“But—good heavens!—I fascinated two elderly girls by telling them I knew Swinburne. Swinburne was lewd. Poor Whitman was merely rather frank.”

“But Algie was a foreigner,” Gurdy laughed, “so it was all right. Margot have a good time?”

Olive asked, “What were you and Margot rowing about in the library last night? I could hear her voice getting acid.”

Gurdy commenced a waltz and said, “We weren’t rowing. Mark asked me whether Cosmo Rand was in the British army. He wasn’t and I said so. She seemed to think I was sniffing at Rand and blew me up a little. That was all. We made peace. I rather like Rand, you know, now that he’s stopped making an ass of himself at rehearsals. Russell and I had lunch with him today. He talks well. He knows a lot about painting, for instance. These actors who’ve been all over the landscape and don’t think they’re better than Richard Mansfield—pretty interesting. There’s not much to Rand but he isn’t a—a walking egotism.”

Olive laughed, “Come back to Margot. She’s pointedly offensive to you and rather assertive about it. I hope you’ll go on being patient and try to remember how young she is. You’re very mature for twenty-one. You never bray. I brayed very wildly at Margot’s age. I horribly recall telling Henry Arthur Jones how to improve his plays and one of my saddest memories is of telling a nice Monsieur Thibault what a poor novel Thaïs was. He quite agreed with me. I didn’t know he was Anatole France until he left the room. I’ve all the patience going with youth. You’re almost too mature.”

“Don’t know about being mature,” said Gurdy, “I’m not, probably. But every other book you read is all about youth—golden youth—youth always finds a way—ferment. Get pretty tired of it. Makes me want to be forty-nine. And some of the poets make me sick. Hammering their chests and saying, Yow! I’m young!... Not their fault. I’m not proud of being six foot one. Runs in the family.”

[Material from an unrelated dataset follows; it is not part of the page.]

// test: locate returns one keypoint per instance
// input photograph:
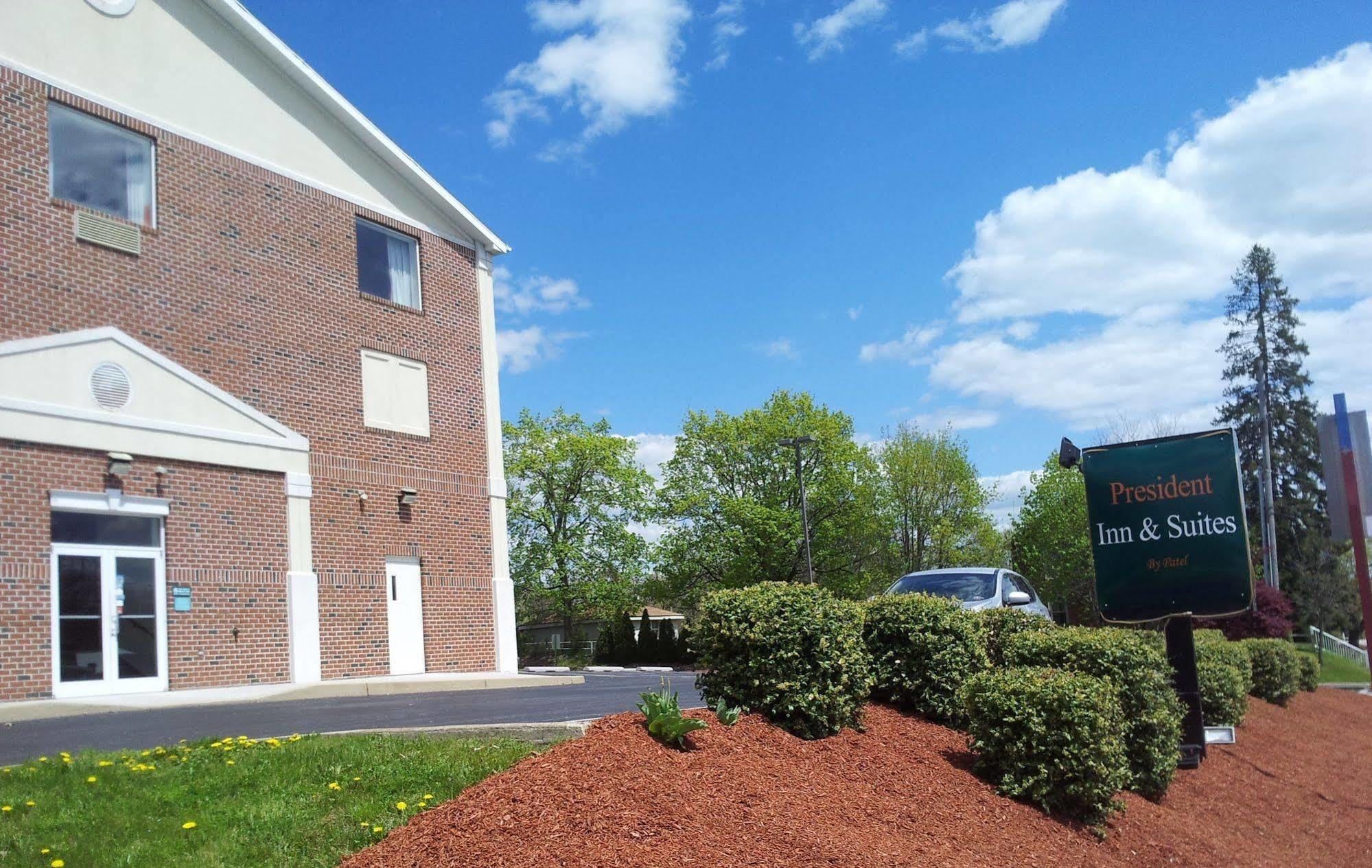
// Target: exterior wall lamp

“That’s a very cool bit of conversation, old man. You’ve taken me away from Margot twice, very tactfully, so I’ll drop it. Play some Debussy. His music reminds me of a very handsome man with too much scent on his coat. Can’t approve of it. Rather like it.”

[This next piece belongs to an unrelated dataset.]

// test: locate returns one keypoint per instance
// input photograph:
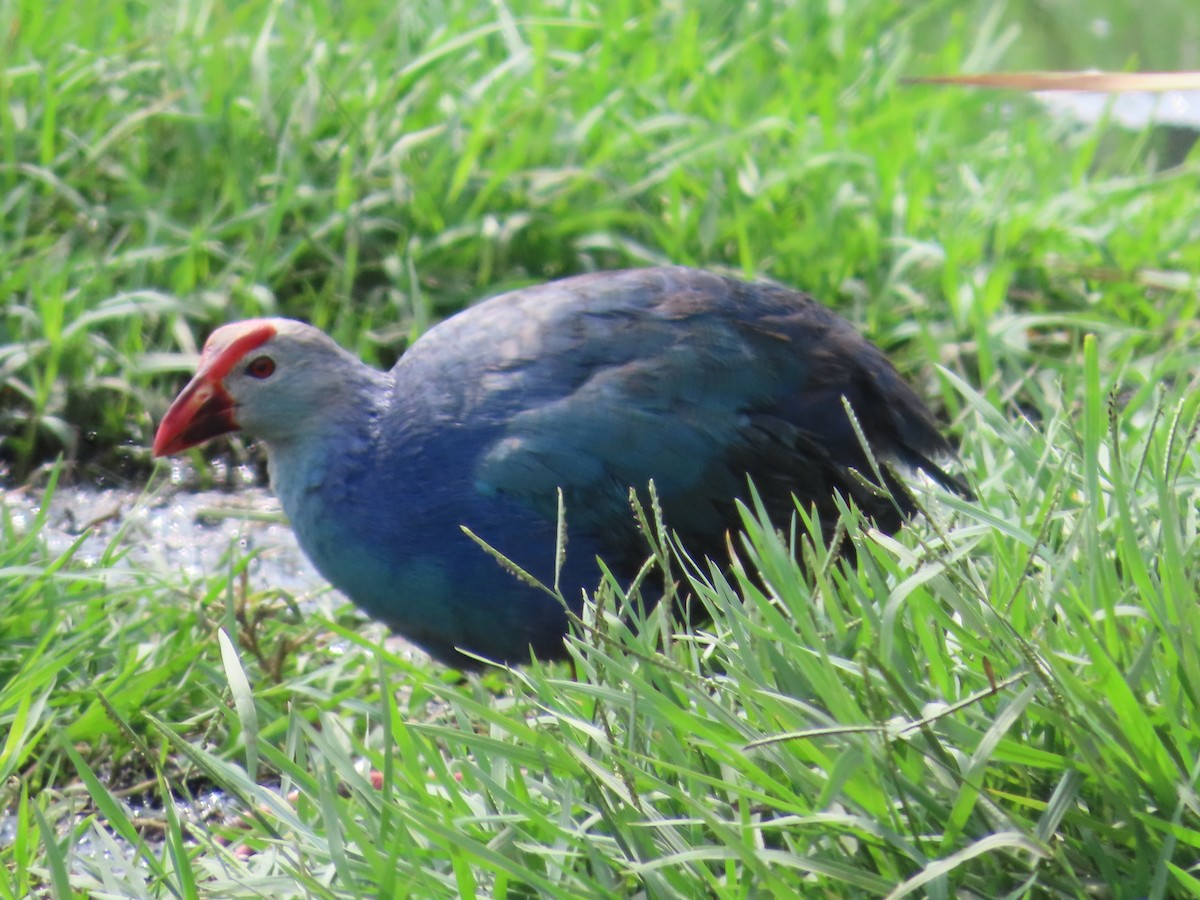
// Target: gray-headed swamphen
(594, 384)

He evaded discussions of Margot until Sunday night when he went with Mark to Boston for the opening of “Captain Salvador” there. On Monday night he sat, a spy, in the middle of the large audience. A critic had come from New York to see this play before it should reach the metropolitan shoals. Gurdy saw the slender, sharp face intent. The ten scenes of the Cuban romance passed without a hitch before the placid Bostonians. Mark was directing the lights that raised peaks of gloom on the walls, sent shimmerings along the moonlit beach where the hero squatted in a purple shadow. About him Gurdy heard appropriate murmurs. A fat woman whimpered her objection to the half naked celebrants of the Voodoo scene. An old man complained that this was unlike life. Two smart matrons chatted happily about a Harvard cabal against some friend while “Captain Salvador” effected his wooing. A thin boy in spectacles wailed an argument that true art wasn’t possible in a capitalistic nation. A girl giggled every time the sailors of the story swore and almost whinnied when the word, “strumpet” rattled over the lights. But this herd redeemed itself in heavy applause. The thin boy wailed a blanket assent to the merits of the plot and the setting, “After all, Walling’s Irish and he studied under Reinhardt in Berlin. The Kelts have some feeling for values.” Still the fat woman thought, loudly, that the play didn’t prove anything and Gurdy decided that one of his future satires must be named, The Kingdom of Swine. He found Mark in high delight behind the scenes, snapping directions to his manager, his leading man and the electrician in the New Jersey singsong. “Have the tomtom some louder for the Voodoo, Ike. Bill, you send all the notices special delivery to the Willard in Washington. Mr. O’Mara’s in Hayti if the Transcript wants an interview. Beach scene blue enough, Gurdy? All right, Ed, I told you it was. Now, Leslie, take your fall at the end quieter, a little. You’re all right, the rest of it. Come along, Gurdy. Taxi’s waiting.” In the taxi, he cried, “Damn this lousy ‘Todgers’ thing, son! I want to stay here. People liked it, huh?”

“They did.—Oh, you’re Irish and you learned all your business from Reinhardt.”

“Sure! Blame, it on Europe!—My God, didn’t the tomtom business go like a breeze?—Oh, this ‘Todgers’ thing’ll be too bad. Tell you, I’ll play it in Washington and Philadelphia. Baltimore, if it don’t just roll on its belly and die. Sorry if Margot gets sore.—She and Olive went to Washington s’afternoon, didn’t they, huh?—Was the ship scene light enough, sonny?”